A massive landslide last week crushed a colony of 83 tea plantation workers at Munnar in Idukki, Kerala. To date, 55 bodies have been found, 12 people have been rescued and many are still missing. Let us see what happened and why the area is prone to landslides.
- The landslide occurred at 10:45 p.m. on August 6 in Pettimudi, a village in Rajamala district under the panchayat of Munnar village in Idukki district in Kerala.
- Kanan Devan Hills Plantations Company (P) Ltd workers lived in Pettimudi. Rajamala includes Eravikulam National Park, and the landslide was triggered in an area of shola forest in the national park.
- Rocks, mud and mud rushed a distance of about 1½ km to a patch of valley in Pettimudi, crushing the one-room houses of farm workers who were in two rows, facing each other .
Vulnerable area
- The place where the landslide was triggered, according to the Kerala Geology Department, has a slope of 40 °, and any slope greater than 20 ° is vulnerable to landslides during heavy rains.
- The soil has a high sand content, which absorbs more water, takes a loose shape and runs the risk of slipping.
- An analysis of the landslides in Idukki by the National Disaster Management Authority showed that heavy rains saturate the ground on the slopes.
- Soil with higher clay content has high water-holding capacity and low drainage capacity, which generates high water pressure in the slope material.
- Human interventions, such as heavy loads on the slopes caused by buildings in cleared terrain, without adequate protective measures up and down, have made the area particularly vulnerable.
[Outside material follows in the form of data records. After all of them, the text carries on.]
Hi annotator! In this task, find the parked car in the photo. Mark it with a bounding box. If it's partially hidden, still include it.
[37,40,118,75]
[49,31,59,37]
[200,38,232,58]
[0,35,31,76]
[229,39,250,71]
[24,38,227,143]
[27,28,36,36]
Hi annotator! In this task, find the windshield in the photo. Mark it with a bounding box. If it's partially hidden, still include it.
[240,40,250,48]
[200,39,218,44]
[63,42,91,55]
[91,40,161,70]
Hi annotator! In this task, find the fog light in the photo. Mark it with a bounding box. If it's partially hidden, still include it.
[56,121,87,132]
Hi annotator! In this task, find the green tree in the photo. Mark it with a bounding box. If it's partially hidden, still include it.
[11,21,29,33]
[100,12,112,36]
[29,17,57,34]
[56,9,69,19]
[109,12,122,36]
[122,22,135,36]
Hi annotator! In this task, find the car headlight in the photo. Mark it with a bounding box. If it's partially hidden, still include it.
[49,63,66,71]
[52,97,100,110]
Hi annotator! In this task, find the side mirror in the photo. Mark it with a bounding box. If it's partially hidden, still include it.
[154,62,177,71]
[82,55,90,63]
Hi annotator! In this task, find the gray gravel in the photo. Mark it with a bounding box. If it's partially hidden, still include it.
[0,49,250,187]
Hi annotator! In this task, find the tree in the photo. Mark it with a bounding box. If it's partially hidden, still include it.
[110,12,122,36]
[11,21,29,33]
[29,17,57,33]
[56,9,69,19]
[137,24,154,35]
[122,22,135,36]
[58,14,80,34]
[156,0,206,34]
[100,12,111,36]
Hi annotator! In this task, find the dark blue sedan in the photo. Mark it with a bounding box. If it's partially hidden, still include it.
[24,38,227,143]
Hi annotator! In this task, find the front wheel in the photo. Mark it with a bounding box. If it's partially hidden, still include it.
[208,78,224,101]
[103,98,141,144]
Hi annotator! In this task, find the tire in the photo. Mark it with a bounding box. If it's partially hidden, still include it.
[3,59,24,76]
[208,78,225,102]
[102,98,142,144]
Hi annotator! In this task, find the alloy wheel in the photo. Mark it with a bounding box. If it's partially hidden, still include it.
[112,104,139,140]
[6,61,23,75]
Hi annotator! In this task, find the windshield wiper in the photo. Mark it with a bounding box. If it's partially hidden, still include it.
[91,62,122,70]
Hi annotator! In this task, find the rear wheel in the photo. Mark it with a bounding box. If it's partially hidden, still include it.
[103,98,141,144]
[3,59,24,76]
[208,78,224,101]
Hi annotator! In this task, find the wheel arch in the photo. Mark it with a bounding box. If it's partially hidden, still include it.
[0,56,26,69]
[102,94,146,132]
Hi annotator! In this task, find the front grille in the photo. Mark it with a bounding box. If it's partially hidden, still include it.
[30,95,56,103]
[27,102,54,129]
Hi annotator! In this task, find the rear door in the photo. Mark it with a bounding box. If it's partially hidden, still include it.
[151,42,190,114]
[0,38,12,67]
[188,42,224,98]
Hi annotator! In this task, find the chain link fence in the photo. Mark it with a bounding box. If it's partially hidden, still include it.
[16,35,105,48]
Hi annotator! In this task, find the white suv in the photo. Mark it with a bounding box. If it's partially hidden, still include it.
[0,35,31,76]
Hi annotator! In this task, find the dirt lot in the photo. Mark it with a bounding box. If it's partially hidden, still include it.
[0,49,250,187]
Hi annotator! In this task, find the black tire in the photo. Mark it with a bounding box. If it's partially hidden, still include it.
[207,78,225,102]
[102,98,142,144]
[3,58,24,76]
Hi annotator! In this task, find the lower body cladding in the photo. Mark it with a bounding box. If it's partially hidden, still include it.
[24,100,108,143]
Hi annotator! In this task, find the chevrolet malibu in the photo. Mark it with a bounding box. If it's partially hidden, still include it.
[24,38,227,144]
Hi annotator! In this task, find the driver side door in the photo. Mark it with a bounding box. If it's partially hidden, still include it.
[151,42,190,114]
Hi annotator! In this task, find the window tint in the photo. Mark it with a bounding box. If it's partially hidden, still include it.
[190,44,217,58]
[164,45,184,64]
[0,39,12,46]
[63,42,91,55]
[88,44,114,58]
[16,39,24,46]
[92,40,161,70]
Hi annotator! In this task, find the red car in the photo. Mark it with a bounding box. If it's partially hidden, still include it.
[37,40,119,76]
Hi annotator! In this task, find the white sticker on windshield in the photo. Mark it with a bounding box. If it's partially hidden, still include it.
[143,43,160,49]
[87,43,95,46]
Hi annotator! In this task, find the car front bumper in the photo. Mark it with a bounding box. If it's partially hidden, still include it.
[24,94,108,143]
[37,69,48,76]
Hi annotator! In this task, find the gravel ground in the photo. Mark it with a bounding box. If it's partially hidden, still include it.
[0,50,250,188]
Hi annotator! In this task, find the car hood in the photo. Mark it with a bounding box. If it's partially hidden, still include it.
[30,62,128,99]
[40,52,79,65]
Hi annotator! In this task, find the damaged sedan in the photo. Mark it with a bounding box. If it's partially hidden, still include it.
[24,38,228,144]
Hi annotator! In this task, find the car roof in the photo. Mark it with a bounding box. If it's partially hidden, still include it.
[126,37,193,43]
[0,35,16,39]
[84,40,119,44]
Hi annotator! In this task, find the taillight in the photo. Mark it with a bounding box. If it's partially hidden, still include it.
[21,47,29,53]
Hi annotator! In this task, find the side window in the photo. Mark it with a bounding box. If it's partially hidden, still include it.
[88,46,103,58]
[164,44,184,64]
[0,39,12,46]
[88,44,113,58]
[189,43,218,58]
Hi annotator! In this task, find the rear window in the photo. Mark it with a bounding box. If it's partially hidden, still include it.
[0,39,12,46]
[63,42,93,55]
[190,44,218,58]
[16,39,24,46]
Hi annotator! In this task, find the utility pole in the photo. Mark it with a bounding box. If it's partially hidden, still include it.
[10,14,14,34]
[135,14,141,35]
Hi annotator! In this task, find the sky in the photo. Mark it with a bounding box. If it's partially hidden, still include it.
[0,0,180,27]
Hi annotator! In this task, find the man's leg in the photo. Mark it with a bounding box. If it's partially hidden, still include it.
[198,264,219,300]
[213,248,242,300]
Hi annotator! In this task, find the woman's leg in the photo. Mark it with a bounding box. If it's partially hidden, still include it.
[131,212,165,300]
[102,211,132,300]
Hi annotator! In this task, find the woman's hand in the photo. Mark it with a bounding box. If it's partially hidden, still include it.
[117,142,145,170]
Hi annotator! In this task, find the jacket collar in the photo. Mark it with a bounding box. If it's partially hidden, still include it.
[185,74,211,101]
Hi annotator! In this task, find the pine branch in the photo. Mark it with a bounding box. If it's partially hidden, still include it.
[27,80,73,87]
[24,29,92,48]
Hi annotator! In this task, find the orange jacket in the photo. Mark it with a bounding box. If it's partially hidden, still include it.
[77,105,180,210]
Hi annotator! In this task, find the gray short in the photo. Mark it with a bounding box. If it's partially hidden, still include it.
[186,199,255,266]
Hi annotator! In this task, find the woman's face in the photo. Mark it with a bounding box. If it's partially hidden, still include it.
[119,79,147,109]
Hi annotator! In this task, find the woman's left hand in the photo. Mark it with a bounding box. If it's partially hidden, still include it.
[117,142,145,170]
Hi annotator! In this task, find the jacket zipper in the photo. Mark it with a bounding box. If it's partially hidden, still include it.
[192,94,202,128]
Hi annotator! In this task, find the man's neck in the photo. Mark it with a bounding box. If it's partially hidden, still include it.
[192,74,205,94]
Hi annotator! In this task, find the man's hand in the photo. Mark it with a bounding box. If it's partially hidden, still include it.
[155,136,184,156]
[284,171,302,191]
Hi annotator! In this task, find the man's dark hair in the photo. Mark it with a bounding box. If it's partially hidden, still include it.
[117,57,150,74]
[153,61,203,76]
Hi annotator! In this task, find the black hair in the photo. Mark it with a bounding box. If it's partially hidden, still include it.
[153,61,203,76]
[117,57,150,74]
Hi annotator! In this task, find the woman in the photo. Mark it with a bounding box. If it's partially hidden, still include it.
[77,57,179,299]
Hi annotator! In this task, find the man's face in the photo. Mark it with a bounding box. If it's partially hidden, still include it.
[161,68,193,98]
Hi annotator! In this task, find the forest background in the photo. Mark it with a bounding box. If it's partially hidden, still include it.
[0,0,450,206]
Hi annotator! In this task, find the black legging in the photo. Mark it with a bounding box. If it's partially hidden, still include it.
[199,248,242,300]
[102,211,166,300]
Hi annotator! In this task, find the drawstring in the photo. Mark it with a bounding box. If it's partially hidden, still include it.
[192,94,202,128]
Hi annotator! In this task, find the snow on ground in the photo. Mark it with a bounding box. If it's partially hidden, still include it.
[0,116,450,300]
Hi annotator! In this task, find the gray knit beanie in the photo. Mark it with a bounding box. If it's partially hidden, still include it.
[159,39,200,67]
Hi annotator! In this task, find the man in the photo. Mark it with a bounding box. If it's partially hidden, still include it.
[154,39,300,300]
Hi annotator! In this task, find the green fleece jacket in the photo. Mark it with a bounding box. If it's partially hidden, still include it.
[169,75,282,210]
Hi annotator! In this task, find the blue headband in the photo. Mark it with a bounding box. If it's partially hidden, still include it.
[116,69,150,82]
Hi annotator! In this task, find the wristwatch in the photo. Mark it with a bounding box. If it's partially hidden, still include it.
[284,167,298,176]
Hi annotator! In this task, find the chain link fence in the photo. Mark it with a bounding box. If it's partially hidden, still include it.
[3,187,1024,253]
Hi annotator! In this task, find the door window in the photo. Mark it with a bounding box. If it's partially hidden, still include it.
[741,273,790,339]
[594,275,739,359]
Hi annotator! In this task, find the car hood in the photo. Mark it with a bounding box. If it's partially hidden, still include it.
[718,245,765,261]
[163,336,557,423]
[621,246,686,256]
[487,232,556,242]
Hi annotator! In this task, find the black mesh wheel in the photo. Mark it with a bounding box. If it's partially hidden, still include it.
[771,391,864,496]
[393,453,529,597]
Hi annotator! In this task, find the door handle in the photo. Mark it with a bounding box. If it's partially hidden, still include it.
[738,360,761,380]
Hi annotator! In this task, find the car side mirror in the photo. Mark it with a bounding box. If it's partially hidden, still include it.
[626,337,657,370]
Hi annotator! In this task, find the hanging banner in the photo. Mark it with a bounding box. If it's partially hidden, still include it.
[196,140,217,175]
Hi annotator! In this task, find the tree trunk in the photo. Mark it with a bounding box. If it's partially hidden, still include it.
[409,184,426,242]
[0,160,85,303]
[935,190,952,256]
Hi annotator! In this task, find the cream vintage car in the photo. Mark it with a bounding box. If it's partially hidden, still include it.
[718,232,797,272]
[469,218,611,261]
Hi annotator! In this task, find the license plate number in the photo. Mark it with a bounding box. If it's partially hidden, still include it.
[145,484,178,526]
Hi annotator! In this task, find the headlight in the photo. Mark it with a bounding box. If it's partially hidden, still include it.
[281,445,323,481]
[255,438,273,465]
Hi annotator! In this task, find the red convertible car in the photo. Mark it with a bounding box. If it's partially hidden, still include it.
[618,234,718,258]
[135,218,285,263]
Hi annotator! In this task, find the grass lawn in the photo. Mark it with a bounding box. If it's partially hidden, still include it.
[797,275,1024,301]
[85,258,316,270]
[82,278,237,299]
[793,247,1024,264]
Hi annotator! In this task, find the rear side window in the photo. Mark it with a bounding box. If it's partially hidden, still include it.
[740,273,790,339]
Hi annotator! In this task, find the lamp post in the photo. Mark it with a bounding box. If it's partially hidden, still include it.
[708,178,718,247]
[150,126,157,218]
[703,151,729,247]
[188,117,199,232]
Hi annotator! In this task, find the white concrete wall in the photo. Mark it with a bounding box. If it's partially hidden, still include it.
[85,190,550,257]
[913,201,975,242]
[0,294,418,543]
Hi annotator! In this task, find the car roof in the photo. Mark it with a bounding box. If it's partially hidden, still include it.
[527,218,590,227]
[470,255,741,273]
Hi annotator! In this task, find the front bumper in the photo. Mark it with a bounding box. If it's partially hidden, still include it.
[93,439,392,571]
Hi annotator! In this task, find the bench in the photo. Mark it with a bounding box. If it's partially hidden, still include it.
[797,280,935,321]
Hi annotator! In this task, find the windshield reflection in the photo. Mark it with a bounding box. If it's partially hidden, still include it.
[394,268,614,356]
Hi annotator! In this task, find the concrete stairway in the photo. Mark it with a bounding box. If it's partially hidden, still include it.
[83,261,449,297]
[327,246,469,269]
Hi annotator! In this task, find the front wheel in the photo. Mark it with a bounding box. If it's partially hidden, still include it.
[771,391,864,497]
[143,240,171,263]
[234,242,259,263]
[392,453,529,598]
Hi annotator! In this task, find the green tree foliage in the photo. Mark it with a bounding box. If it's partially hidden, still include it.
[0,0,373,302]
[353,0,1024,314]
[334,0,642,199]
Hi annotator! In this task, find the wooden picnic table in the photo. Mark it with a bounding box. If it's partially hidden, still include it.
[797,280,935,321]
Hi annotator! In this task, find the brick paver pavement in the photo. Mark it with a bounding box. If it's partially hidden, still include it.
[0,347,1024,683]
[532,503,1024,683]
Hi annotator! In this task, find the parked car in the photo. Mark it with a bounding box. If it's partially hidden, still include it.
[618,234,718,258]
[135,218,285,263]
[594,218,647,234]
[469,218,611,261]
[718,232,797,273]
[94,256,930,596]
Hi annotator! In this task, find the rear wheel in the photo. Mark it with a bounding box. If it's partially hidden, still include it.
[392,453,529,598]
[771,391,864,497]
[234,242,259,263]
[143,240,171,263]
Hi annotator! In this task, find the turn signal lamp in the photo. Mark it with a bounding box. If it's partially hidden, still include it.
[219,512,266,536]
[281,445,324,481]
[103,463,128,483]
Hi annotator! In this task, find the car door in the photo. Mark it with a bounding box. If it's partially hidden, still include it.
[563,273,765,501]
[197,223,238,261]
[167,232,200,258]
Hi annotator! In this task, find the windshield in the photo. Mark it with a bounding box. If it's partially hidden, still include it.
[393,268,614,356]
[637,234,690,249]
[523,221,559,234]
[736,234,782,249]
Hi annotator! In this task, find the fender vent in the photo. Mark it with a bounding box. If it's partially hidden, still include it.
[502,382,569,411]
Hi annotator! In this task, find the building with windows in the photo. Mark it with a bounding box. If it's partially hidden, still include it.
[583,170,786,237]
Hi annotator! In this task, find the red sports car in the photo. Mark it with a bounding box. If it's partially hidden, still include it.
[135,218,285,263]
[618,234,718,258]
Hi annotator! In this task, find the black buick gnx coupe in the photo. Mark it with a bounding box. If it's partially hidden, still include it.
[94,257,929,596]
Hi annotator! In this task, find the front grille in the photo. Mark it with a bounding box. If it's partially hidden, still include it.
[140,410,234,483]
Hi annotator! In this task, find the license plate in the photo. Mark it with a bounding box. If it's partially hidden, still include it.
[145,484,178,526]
- Frequent landslides blocked the river channels and changed the course of the river.
The victims
- Authorities said 83 people were living in 30 single rooms with tin roofs provided by the farm. 12 of them were rescued by residents of another colony.
- To date, 55 bodies have been recovered in careful rescue operations. Residents said there were more missing as many had come as guests from other areas.
- Only a handful of residents, who were absent, survived. Among the victims were 31 people from extended families living in adjacent neighborhoods and six temporary workers in Eravikulam National Park. Nineteen schoolchildren have died or are still missing.
Previous landslides
- 2019: 59 people died in Kavalappara, Malappuram. In Puthumala, Wayanad, another landslide killed 17 people.
- 2018: Various landslides in Idukki, 60 dead. Elsewhere, a landslide in Thamarassery, Kozhikode killed 14, and another in Kurancheri, Thrissur killed 1.